In last year’s address (which was not called the State of the Union), Obama promised millions of jobs would be “saved or created” through his proposals. Despite a $787 billion stimulus package, and other spending packages and bailouts the national unemployment rate soared to 10 percent and only November 2009 saw the addition of new jobs – 4,000 of them.

 

Obama told ABC viewers Jan. 25 that the stimulus “created or saved” “several million” jobs, while his advisers and press secretary used three different numbers of the Jan. 24 Sunday talk shows.

 

In many cases the networks haven’t held Obama accountable for rising unemployment. With the exception of a single CBS mention, the networks’ job reports from Jan. 8-12 failed to inform their viewers that 2009 had the highest yearly job losses on record (more than 4.1 million).
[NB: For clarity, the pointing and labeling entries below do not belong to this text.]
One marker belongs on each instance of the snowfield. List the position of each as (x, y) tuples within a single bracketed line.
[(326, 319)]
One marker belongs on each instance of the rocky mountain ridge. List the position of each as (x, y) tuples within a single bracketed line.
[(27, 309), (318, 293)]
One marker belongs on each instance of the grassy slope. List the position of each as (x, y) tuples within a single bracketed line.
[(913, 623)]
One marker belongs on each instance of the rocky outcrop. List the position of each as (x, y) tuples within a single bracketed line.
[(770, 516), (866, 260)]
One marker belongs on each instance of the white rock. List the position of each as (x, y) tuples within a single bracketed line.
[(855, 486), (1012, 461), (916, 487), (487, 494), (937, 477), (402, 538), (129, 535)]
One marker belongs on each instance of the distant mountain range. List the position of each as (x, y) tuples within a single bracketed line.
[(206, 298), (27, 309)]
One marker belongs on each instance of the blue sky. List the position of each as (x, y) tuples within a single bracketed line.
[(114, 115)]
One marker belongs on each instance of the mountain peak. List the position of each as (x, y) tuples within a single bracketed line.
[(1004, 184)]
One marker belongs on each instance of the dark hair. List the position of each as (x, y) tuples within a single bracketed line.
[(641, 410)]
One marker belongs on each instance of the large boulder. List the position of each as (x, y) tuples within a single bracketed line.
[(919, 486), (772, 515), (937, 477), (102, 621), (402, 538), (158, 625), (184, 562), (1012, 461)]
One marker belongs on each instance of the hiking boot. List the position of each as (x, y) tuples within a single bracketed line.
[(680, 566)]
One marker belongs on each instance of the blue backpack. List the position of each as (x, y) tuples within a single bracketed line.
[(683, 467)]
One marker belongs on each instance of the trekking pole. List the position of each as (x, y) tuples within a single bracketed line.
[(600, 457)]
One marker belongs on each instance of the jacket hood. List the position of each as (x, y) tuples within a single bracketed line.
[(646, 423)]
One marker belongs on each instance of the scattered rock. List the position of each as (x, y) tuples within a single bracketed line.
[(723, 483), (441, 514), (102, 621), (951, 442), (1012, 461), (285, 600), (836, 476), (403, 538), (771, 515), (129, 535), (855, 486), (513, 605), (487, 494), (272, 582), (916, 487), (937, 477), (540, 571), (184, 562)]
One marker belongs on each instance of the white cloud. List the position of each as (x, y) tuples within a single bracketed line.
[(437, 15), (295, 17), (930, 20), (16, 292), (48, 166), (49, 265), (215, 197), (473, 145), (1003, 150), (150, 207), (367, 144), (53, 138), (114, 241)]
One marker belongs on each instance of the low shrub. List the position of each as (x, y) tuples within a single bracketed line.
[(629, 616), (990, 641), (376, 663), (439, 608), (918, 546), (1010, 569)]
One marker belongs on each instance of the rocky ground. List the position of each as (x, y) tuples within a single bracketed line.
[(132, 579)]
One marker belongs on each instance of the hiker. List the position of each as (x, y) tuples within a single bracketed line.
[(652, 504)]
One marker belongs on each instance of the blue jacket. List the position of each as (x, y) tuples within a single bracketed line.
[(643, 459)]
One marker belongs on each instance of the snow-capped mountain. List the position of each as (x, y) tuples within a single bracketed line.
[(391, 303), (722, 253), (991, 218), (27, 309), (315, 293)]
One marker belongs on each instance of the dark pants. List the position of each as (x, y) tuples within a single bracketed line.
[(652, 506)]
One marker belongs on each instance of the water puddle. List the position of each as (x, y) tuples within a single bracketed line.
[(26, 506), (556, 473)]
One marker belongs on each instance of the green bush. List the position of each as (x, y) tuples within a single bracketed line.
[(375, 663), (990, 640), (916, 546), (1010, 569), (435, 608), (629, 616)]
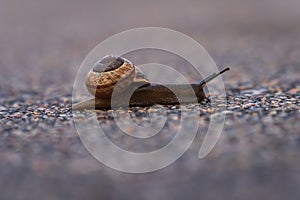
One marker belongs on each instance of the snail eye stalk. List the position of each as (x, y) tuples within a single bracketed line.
[(212, 76)]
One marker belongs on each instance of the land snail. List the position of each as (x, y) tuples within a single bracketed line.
[(114, 76)]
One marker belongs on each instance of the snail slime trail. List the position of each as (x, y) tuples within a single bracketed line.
[(117, 73)]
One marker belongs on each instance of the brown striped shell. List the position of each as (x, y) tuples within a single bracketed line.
[(112, 72)]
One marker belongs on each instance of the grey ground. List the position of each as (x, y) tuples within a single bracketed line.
[(258, 154)]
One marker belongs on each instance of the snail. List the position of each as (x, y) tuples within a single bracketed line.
[(114, 75)]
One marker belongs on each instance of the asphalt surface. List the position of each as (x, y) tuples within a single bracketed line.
[(257, 155)]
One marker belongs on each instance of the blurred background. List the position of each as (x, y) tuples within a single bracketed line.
[(42, 44)]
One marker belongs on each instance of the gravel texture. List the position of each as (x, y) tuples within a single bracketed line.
[(258, 154)]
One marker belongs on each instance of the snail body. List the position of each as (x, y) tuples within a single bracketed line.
[(117, 77)]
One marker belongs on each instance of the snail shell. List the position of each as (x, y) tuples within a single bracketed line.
[(116, 73), (112, 72)]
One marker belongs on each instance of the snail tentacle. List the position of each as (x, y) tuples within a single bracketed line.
[(113, 73)]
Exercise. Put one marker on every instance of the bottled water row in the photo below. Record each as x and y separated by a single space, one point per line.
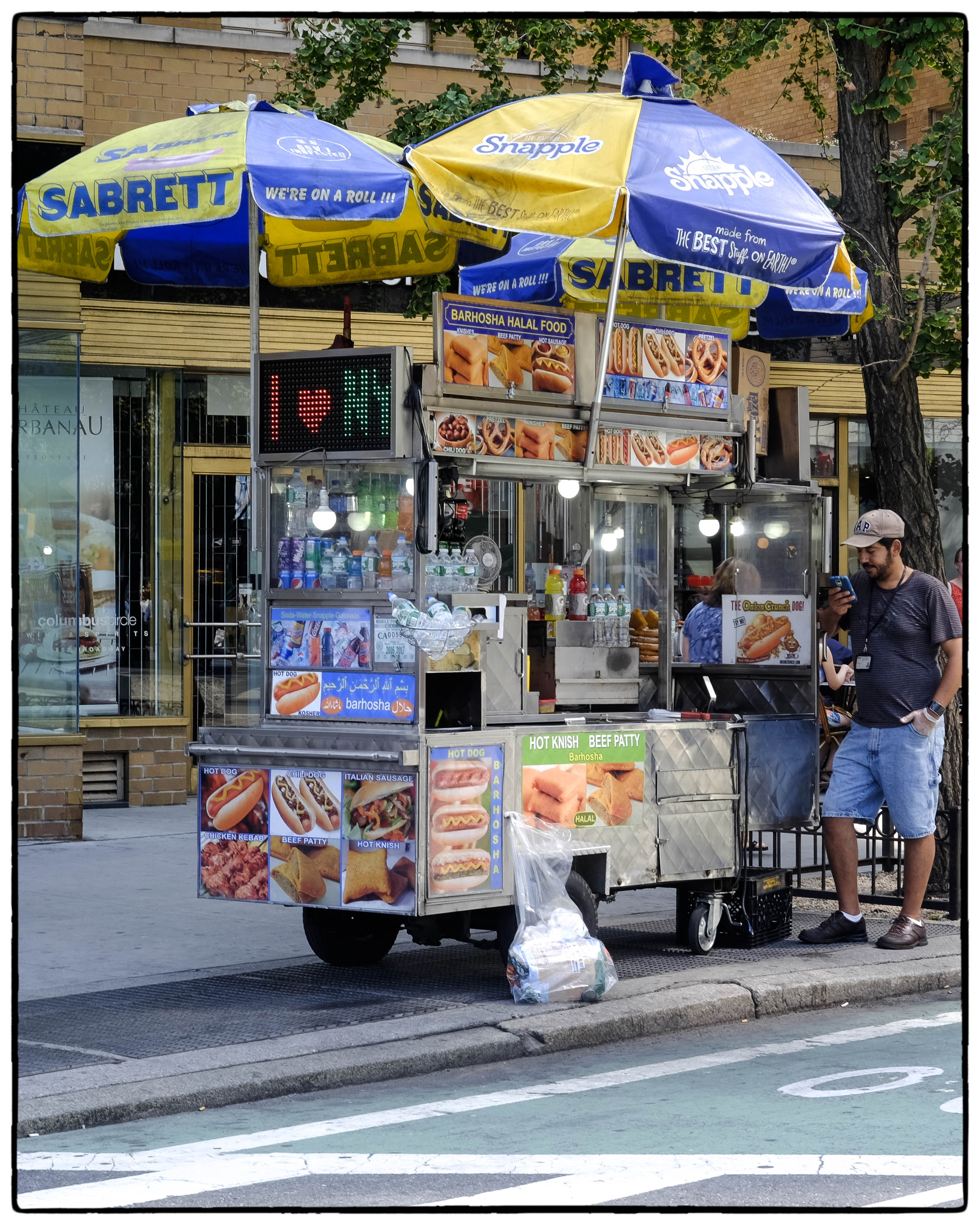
610 617
450 571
And when Katie Couric did address the historic nature of the job losses, she underreported the number of jobs lost in 2009 by 700,000.

 

Associated Press reported that the $20 billion in stimulus funds specifically designed to create jobs with infrastructure projects was a “failure” because it did not impact local unemployment rates. They also said it is “impossible to quantify exactly what effect the stimulus has had on job creation.” So the administration can claim it created or saved any number of jobs because there will be no way to prove or disprove it.

 

But only one network story cited AP’s findings.

 

Throughout 2009, the networks fell for Obama’s created or saved rhetoric. NBC praised the “hope” generated in one community because of an $8.5 million spending on a bridge that would “create or save” 240 jobs. ABC touted a White House report claiming early success of the stimulus package twice in three days, repeating the phrase “save or create.” The three broadcast networks even failed to hold Obama accountable for his own claim that the stimulus would stop unemployment from rising above 8 percent.

 

Surprisingly, on Jan. 25, 2010 CBS’s Chip Reid made it clear that the proposals to “relieve” the middle class “are not designed to create jobs, but to ease the pain.”

 

According to Wolfram, Reid was correct. Those proposals wouldn’t create jobs. In fact, at least one of them would discourage hiring.

 

If Obama requires employers to set up individual retirement accounts for all employees, as the Jan. 26 Washington Post reported, the national unemployment rate may very well go even higher.

 

“If the purpose is to get the unemployment rate up to 12 percent, then this is a great idea,” Wolfram said. “It will increase the cost of hiring people and fewer people will be hired. And more people will search for jobs.”

 

What should be done? Wolfram offered a couple of suggestions for getting the national economy back on track. First, “establish rule of law.”

 

“No one knows what the rules of the game are. Anything can happen. Obama can come up with a tax on banks one day, middle class benefits another day, and the next he could replace the Fed chairman,” Wolfram said. The rules need to be consistent or businesses will just continue to wait things out.

 

Wolfram continued: “Unemployment is so high right now because you don’t know if cap and trade is going to pass, raising electricity rates, or a health care bill that has an unknown cost, or that tomorrow you might have to create IRA’s for anyone you hire. You’re going to wait to hire until you figure out what’s gonna happen.”

 

Second, Wolfram said corporate tax rates need to be cut in half. The U.S. has a production problem, not a demand problem and currently it is too expensive to produce in the U.S. The Hillsdale professor admitted that this isn’t a popular idea, but insisted that with the second highest corporate tax rate in the world it needs to be chopped in order to fix the lack of production.